This post is older than 2 years and might not be relevant anymore
More Info: Consider searching for newer posts

extra Hardware needed to debugging nRF52832 through USB ?

Hi, maybe my question is a little basic, but this is my first time developing with a Nordic chip, i have been reading how to debug a nrf52 based device, and i know that i must upload a custom bootloader if i want to debug my device through USB or UART, my question is about HW,
as i understand i need a USB to UART chip to debugging the device through UART, but if i want to debug my device through SWD interface but using a USB connection on my board , additionally to upload the bootloader,must i have a USB to SWD chip integrated to my board to achieve the communication?

Thanks for reading 

Best regard

  • Thanks for the information, I did not know about those IDEs, just segger, I will take them into account 

  • ok thanks for clarify my doubt, i was pretty confused about that. So for the first FW upload i must do it over SWD interface and i can use DFU over the air for update FW right?

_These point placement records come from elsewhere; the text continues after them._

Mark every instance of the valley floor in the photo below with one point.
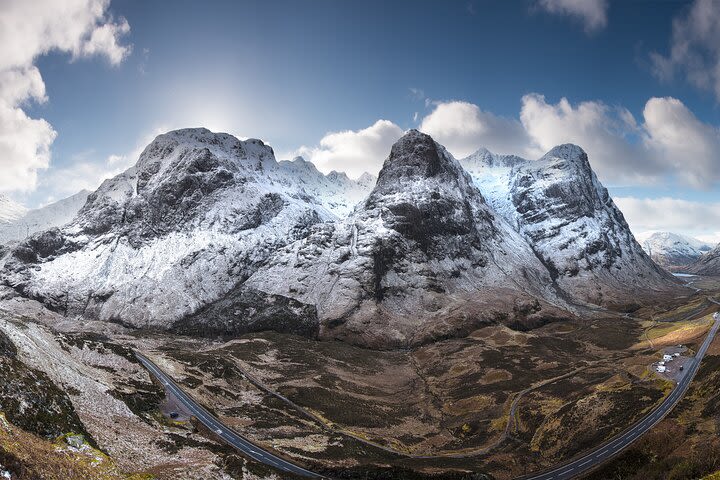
(498, 402)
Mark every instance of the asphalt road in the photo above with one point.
(609, 449)
(227, 434)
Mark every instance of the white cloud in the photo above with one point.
(683, 143)
(592, 13)
(28, 30)
(667, 214)
(602, 131)
(670, 141)
(463, 128)
(87, 173)
(694, 48)
(354, 152)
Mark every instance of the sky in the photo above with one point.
(86, 84)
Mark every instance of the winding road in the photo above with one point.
(227, 434)
(567, 471)
(614, 446)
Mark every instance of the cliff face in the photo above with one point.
(210, 235)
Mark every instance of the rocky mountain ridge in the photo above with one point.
(55, 214)
(10, 210)
(673, 251)
(567, 216)
(208, 234)
(707, 264)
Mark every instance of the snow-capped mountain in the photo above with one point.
(572, 224)
(707, 264)
(423, 257)
(336, 191)
(37, 220)
(197, 215)
(672, 250)
(10, 210)
(208, 234)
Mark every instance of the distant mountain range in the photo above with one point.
(708, 264)
(208, 235)
(673, 251)
(19, 223)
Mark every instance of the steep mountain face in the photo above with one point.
(197, 215)
(210, 235)
(572, 224)
(335, 191)
(423, 257)
(708, 264)
(10, 210)
(673, 251)
(37, 220)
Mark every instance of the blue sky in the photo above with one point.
(290, 72)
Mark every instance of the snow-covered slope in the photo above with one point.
(423, 257)
(209, 235)
(335, 191)
(708, 264)
(672, 250)
(572, 224)
(32, 221)
(196, 215)
(10, 210)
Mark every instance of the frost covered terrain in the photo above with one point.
(423, 257)
(9, 210)
(671, 250)
(196, 215)
(708, 264)
(208, 234)
(32, 221)
(570, 221)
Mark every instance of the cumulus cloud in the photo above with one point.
(86, 172)
(668, 141)
(602, 131)
(81, 28)
(672, 215)
(592, 13)
(354, 151)
(683, 143)
(463, 127)
(694, 48)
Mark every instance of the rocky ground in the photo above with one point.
(499, 401)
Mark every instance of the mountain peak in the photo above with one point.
(566, 151)
(415, 155)
(10, 210)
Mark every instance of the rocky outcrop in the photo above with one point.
(195, 217)
(708, 264)
(572, 225)
(423, 258)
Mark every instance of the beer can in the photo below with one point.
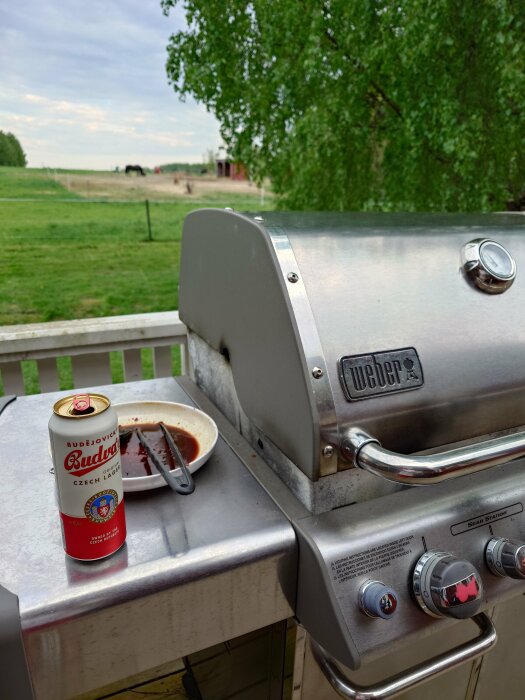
(84, 436)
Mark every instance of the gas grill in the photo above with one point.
(376, 364)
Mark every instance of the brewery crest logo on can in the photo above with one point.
(85, 446)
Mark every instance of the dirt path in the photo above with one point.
(163, 186)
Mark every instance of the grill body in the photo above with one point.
(306, 330)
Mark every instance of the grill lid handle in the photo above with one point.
(393, 686)
(366, 452)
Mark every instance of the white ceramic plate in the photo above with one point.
(190, 419)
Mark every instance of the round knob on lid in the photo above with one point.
(447, 587)
(506, 557)
(377, 600)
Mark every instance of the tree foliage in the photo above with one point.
(356, 104)
(11, 152)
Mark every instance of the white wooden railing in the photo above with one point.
(88, 342)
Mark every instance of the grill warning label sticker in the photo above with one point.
(372, 559)
(486, 518)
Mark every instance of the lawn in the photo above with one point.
(79, 258)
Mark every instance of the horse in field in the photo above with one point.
(135, 169)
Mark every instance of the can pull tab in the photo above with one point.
(82, 404)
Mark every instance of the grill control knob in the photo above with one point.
(506, 557)
(447, 587)
(377, 600)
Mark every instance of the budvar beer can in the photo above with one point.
(85, 446)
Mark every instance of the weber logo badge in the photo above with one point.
(364, 376)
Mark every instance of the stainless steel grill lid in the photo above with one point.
(410, 327)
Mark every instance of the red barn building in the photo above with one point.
(235, 171)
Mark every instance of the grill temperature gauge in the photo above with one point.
(488, 265)
(447, 587)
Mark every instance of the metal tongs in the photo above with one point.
(180, 480)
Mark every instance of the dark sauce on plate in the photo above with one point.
(135, 461)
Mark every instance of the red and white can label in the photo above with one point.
(89, 484)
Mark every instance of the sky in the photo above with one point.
(83, 85)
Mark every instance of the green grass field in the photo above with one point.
(62, 260)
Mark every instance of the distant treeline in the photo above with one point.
(11, 152)
(194, 168)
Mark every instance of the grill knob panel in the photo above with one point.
(377, 600)
(506, 557)
(447, 587)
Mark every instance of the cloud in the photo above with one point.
(87, 79)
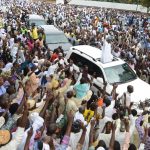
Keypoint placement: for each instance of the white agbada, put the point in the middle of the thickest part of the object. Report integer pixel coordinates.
(106, 52)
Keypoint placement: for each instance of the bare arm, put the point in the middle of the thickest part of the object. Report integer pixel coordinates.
(112, 140)
(30, 133)
(49, 100)
(82, 138)
(91, 133)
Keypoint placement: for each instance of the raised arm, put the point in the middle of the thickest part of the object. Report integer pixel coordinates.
(91, 133)
(112, 140)
(49, 101)
(30, 133)
(82, 138)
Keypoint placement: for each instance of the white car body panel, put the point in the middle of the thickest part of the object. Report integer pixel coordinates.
(141, 88)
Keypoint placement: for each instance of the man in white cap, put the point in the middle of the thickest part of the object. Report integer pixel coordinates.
(106, 50)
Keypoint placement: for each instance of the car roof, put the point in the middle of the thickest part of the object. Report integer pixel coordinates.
(96, 54)
(35, 17)
(49, 29)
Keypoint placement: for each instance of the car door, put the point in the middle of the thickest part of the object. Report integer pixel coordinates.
(94, 70)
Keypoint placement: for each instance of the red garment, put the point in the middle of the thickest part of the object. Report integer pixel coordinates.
(54, 56)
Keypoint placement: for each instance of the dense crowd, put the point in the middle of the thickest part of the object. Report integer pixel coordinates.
(46, 105)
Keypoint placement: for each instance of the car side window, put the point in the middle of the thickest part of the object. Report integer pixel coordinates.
(80, 61)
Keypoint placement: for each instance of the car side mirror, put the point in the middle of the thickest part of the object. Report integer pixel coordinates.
(99, 79)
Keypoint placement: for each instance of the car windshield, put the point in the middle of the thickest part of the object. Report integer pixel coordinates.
(57, 38)
(120, 74)
(37, 22)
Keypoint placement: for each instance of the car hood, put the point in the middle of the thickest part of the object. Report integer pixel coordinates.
(65, 46)
(141, 90)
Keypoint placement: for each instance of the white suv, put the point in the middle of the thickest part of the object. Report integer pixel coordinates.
(117, 71)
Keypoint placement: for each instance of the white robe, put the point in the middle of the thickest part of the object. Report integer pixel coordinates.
(106, 52)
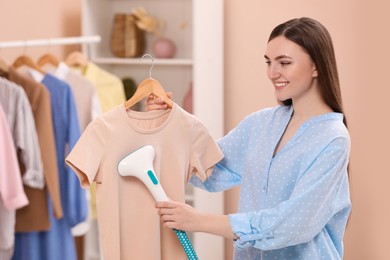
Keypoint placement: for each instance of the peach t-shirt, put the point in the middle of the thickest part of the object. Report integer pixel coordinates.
(129, 225)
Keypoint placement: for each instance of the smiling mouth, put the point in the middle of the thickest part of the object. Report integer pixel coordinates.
(280, 85)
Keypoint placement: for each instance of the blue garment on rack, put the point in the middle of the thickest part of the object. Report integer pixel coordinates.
(58, 243)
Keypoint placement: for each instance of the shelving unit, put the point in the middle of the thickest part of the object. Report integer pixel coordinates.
(196, 27)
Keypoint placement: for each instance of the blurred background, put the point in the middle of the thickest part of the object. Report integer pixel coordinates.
(362, 41)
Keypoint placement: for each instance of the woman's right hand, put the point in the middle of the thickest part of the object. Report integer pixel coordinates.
(156, 103)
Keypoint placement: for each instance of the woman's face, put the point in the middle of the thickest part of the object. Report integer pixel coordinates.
(290, 69)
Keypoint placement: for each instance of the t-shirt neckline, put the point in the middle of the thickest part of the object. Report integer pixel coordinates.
(141, 115)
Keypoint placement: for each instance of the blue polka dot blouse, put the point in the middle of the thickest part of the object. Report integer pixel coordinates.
(292, 205)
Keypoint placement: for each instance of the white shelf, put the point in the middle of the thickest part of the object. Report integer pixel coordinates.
(145, 61)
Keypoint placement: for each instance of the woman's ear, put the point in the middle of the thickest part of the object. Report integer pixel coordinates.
(315, 73)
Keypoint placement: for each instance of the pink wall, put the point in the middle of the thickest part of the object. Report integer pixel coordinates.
(360, 34)
(28, 20)
(361, 38)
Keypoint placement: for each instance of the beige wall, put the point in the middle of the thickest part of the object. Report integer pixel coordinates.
(360, 33)
(361, 37)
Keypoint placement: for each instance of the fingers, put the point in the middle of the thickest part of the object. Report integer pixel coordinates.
(166, 204)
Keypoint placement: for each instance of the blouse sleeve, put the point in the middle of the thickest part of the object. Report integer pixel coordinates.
(227, 173)
(320, 193)
(88, 152)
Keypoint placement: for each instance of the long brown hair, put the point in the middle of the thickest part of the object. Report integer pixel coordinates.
(315, 39)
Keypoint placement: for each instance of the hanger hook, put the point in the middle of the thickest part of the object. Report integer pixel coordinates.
(150, 70)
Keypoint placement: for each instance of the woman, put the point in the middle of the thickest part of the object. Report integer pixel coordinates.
(291, 161)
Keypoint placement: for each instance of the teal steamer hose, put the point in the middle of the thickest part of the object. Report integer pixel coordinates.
(139, 163)
(186, 243)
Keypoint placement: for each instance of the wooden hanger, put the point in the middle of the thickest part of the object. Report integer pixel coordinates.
(26, 60)
(148, 87)
(3, 66)
(76, 59)
(48, 58)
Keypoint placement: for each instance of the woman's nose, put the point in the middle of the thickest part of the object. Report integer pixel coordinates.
(273, 72)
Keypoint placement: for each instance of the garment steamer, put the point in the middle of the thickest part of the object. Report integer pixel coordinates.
(140, 164)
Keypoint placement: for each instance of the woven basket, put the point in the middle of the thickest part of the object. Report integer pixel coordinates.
(127, 40)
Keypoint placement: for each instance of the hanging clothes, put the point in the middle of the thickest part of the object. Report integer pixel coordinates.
(58, 243)
(12, 195)
(129, 225)
(35, 217)
(21, 121)
(88, 108)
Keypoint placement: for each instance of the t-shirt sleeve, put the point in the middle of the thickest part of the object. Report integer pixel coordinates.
(205, 152)
(86, 156)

  • The OP is clearly a beginner, so it will be much easier for her/him to get started with a supported IDE

    Being a beginner is not an excuse.  Whether you're beginner or not, there is always a leaning curve in any environment.  SES or Eclipse, both use the same tool same compiler.  Search the forum and see how many people having issues when they move beyond the example and start working on their own projects.  It is not any harder using Eclipse now a days.  It is just a mater of tastes.  If you are an embedded software engineer and wants to make a career out of it, you are likely to need to work with other MCU vendors such as TI, NXP, Freescale (NXP), ST (STM32)... Guess what all those vendors also provide you with free IDE.  OMG they are all Eclipse!  Unless you are a Nordic only developper, you are likely to have to learn to use Eclipse anyway.  None of them provides you SES.

        

  • None of them provides you SES

    But what they do is provide you with a configured and ready-to-go IDE (based on Eclipse).

    And none of those vendor-customised IDEs is going to work well with other vendors chips.

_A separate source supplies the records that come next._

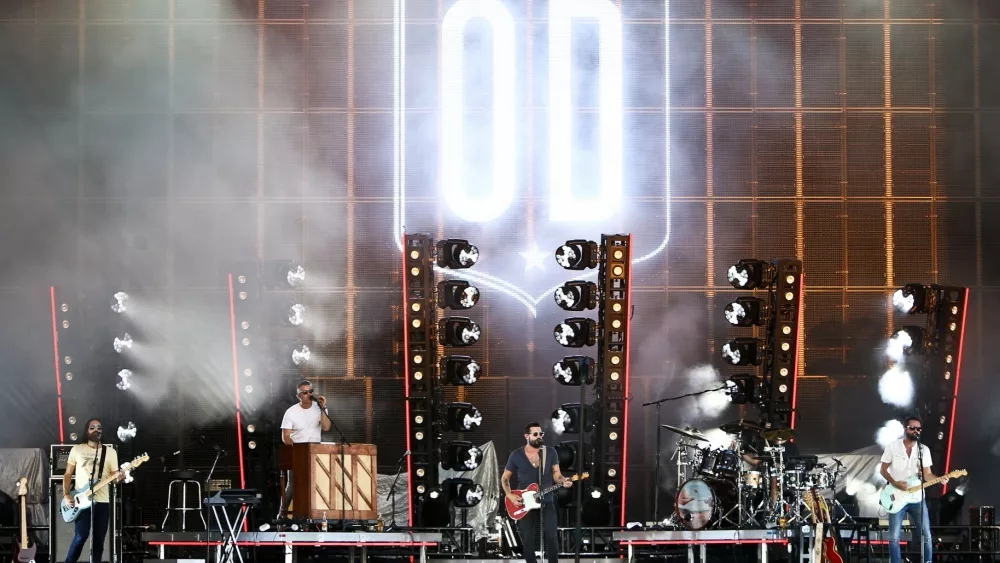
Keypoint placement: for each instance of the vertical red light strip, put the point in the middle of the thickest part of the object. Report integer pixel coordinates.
(236, 381)
(798, 348)
(55, 353)
(628, 358)
(406, 384)
(958, 375)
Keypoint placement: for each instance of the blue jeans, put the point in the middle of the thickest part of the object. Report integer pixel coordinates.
(102, 515)
(916, 518)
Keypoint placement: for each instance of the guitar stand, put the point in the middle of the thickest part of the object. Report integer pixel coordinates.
(230, 532)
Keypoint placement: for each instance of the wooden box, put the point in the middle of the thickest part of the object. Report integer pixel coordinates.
(322, 486)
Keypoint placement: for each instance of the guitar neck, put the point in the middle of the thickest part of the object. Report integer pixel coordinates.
(24, 523)
(926, 484)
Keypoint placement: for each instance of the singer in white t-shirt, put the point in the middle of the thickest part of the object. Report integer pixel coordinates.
(303, 423)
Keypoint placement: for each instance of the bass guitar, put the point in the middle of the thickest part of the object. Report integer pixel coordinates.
(893, 500)
(83, 496)
(830, 552)
(23, 553)
(531, 498)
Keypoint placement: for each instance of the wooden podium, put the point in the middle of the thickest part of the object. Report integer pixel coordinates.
(321, 485)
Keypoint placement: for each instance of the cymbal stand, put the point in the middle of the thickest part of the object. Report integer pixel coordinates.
(779, 510)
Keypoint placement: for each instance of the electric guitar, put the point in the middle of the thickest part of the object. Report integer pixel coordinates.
(531, 498)
(893, 500)
(83, 496)
(813, 503)
(22, 552)
(830, 552)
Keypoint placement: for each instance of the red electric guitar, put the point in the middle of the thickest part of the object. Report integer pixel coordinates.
(22, 552)
(531, 498)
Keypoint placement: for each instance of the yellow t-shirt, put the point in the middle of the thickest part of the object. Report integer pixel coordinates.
(85, 458)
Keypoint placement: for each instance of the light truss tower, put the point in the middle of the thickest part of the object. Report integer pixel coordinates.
(614, 312)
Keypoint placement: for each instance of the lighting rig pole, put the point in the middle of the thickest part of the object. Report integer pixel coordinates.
(608, 414)
(427, 415)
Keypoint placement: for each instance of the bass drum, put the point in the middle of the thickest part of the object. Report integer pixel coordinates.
(701, 502)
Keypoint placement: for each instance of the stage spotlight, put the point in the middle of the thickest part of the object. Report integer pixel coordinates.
(123, 343)
(301, 354)
(578, 254)
(461, 456)
(567, 455)
(460, 370)
(295, 275)
(463, 493)
(743, 389)
(433, 509)
(456, 254)
(567, 419)
(463, 417)
(574, 370)
(457, 294)
(297, 314)
(124, 379)
(458, 331)
(126, 433)
(747, 311)
(576, 332)
(119, 305)
(910, 299)
(905, 341)
(743, 351)
(751, 274)
(576, 295)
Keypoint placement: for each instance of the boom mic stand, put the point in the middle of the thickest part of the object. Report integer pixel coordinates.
(392, 488)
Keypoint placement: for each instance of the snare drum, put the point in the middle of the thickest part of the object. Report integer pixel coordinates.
(794, 480)
(819, 480)
(752, 479)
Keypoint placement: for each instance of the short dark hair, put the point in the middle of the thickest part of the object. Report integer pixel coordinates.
(86, 428)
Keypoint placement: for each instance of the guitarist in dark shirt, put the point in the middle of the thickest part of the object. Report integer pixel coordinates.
(526, 464)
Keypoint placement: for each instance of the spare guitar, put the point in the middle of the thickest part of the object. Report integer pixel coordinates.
(893, 500)
(830, 552)
(22, 552)
(531, 498)
(83, 496)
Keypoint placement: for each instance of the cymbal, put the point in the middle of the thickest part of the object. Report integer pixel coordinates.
(740, 426)
(779, 434)
(687, 433)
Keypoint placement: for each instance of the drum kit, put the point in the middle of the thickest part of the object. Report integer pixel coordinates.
(738, 486)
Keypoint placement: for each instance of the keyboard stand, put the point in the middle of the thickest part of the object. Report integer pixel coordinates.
(231, 531)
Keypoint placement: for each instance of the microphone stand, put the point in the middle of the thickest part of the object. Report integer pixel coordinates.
(923, 498)
(392, 489)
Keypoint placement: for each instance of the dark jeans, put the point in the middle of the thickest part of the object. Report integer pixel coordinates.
(527, 528)
(102, 515)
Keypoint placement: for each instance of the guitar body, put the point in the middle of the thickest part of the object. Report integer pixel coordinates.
(82, 500)
(24, 554)
(893, 500)
(530, 499)
(830, 553)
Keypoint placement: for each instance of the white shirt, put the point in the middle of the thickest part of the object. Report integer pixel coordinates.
(902, 466)
(84, 458)
(305, 424)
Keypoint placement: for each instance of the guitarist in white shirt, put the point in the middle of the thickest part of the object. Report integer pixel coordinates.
(901, 461)
(81, 463)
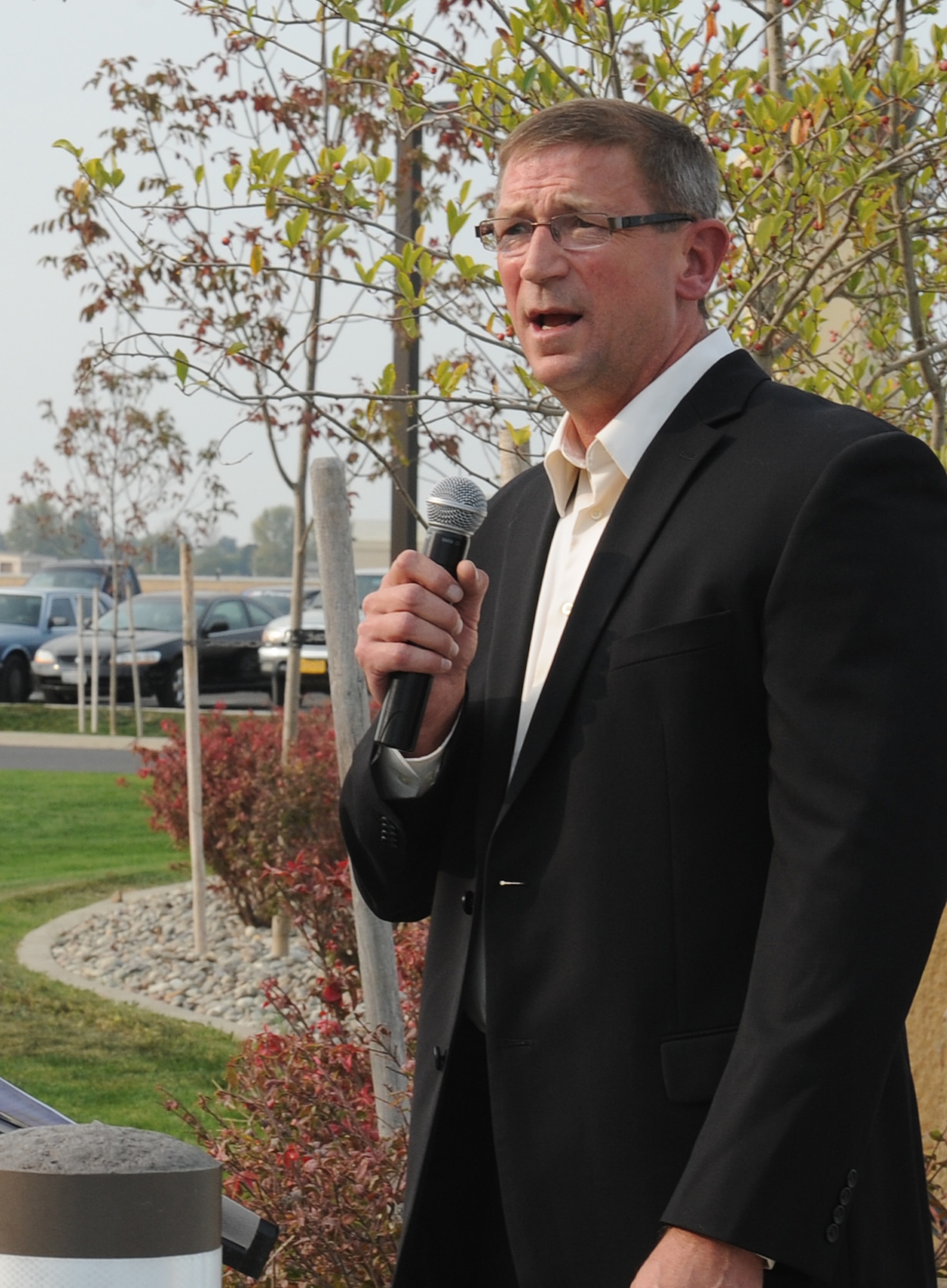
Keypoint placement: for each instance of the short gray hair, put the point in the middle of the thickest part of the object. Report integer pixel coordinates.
(680, 172)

  • When you have an nRF52 chip that is brand new, its flash will be completely blank. This means it won't have a pre-existing boot loader in it. When you power it up, it'll just sit there unable to do anything. So yes: for a blank chip, the only way to program the flash is using an external SWD debug tool. Once you have programmed it the first time with an image which is able to perform firmware updates on its own, then you can load new code using that mechanism instead.

    That said:

    - If your application code wipes or corrupts the flash, you'll need the debug tool to recover it.

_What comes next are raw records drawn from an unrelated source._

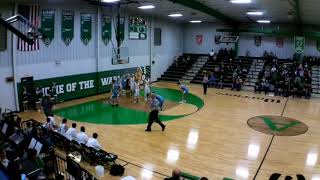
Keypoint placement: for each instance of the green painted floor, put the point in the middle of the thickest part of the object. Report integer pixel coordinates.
(98, 112)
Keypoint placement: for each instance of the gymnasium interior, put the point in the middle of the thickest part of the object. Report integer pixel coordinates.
(236, 84)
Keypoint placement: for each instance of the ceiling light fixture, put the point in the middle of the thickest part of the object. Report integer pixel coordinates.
(195, 21)
(147, 7)
(110, 1)
(264, 21)
(240, 1)
(175, 15)
(255, 13)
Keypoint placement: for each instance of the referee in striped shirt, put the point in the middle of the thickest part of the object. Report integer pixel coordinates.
(154, 114)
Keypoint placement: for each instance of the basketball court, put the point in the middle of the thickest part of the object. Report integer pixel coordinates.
(215, 141)
(71, 53)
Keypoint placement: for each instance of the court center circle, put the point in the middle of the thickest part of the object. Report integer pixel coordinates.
(277, 125)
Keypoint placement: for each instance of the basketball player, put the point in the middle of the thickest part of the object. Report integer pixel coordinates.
(159, 98)
(136, 91)
(39, 96)
(146, 83)
(114, 93)
(132, 81)
(124, 84)
(154, 114)
(25, 99)
(185, 91)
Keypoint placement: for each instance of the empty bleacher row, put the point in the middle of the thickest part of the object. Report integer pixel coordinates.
(228, 66)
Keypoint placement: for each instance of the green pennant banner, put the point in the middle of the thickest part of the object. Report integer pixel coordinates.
(67, 27)
(47, 26)
(121, 29)
(106, 29)
(86, 28)
(137, 28)
(299, 43)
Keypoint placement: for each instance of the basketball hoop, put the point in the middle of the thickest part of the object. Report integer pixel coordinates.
(22, 27)
(228, 39)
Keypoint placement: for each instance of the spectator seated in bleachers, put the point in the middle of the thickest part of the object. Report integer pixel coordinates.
(284, 78)
(93, 142)
(237, 83)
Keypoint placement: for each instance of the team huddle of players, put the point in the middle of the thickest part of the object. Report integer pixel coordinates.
(129, 85)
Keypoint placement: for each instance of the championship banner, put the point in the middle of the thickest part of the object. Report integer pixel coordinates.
(257, 41)
(47, 26)
(86, 28)
(299, 43)
(106, 29)
(67, 26)
(318, 45)
(121, 29)
(279, 42)
(137, 28)
(199, 39)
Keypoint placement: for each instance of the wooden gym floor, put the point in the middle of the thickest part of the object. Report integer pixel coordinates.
(216, 141)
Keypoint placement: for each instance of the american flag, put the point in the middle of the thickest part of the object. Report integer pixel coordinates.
(32, 13)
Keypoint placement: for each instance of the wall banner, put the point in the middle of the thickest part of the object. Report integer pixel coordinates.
(67, 26)
(47, 26)
(86, 28)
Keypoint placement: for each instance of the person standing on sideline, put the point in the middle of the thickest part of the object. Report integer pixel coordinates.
(185, 91)
(63, 127)
(154, 114)
(205, 83)
(82, 137)
(146, 83)
(47, 105)
(160, 99)
(93, 142)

    - The debugger is immensely useful when writing your own software for the MCU. You can use it to examine the CPU state and memory and step through your code line by line (or instruction by instruction) to see what it's doing.

    Without the debugger you'd have to rely on adding lots of printf()s to your code, which can be effective but it's slow going.

    BTW, my preference is to use an completely open source toolchain, including the latest versions of GCC, binutils, GDB, newlib and OpenOCD. You can compile these from the original GNU sources. For the most part, the trick is to configure them using --target=arm-none-eabi.

    Also, there is a free ARM IDE which should work with the nRF52 chip:

    https://gnu-mcu-eclipse.github.io/

    You will want to download the GNU MCU ARM GCC toolchain, which includes binaries of GCC, GDB and binutils. (There's versions for Linux, Windows and MacOS.) You will also want the GNU MCU OpenOCD installation. OpenOCD is what talks to the SWD debug tool and provides support for GDB (or Eclipse) to debug the board.